De plus, notre approche est inédite car elle s’intéresse uniquement à la
peinture réalisée par des artistes européens et non américains car ces derniers
ont tendance à utiliser d’autres références. En ce sens, nous pouvons parler
d’un livre « afro-européen ».
Ce livre est un mélange de coups de cœur qui coïncident souvent avec les
vies exceptionnelles des Noirs de ces tableaux. Il s’agit d’un livre d’art qui
ne s’adresse pas seulement aux spécialistes mais aussi aux profanes, aux
curieux, aux rêveurs et aux passionnés car il se veut particulièrement
accessible et divertissant. Notre métier d’enseignants nous pousse à
transmettre de façon pédagogique c’est pourquoi, les textes ont été rédigés
avec un souci de clarté et d’intelligibilité. Dans le même sens, la
présentation, peinture sur la page de droite et texte didactique sur celle de
gauche, permet de ne pas rebuter le public non expert et fidélise le lecteur
tout au long de l’ouvrage. Les œuvres en écho proposées créent une mise en
réseau autour de l’artiste ou du thème. La partie « Pour aller plus loin »

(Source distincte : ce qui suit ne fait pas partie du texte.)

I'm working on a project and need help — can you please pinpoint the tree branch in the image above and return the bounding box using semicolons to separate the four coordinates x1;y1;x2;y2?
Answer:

permet au lecteur d’assouvir sa soif de connaissance par des suggestions de
livres, de documentaires et de films.
Quelles sont les raisons qui vous ont
poussé à écrire ce livre ?
Ce livre nous paraissait important car, avant l’avènement de la
photographie, rien ne paraissait attester de la présence de Noirs en Europe ou même
de liens divers et variés d’Européens avec des Noirs. Ainsi, notre livre commence
à la Renaissance, l’âge d’or d’une peinture qui se technicise.
Nous voulons apporter notre grain de sable à l'édifice culturel sur un sujet pour lequel il
est difficile de s'informer. Ces tableaux peuvent ainsi servir de preuves
historiques parce qu'ils représentent des Noirs au Portugal ou en Suède. Dès la
Renaissance, de très nombreux artistes de toute l'Europe peignaient des Noirs
et chaque année nous « découvrons » de nouveaux tableaux qui mettent
en scène des Noirs. Nous avons commencé à dénombrer le nombre de tableaux dont nous
voulions parler mais c'était mission impossible à cause de leur très grand nombre !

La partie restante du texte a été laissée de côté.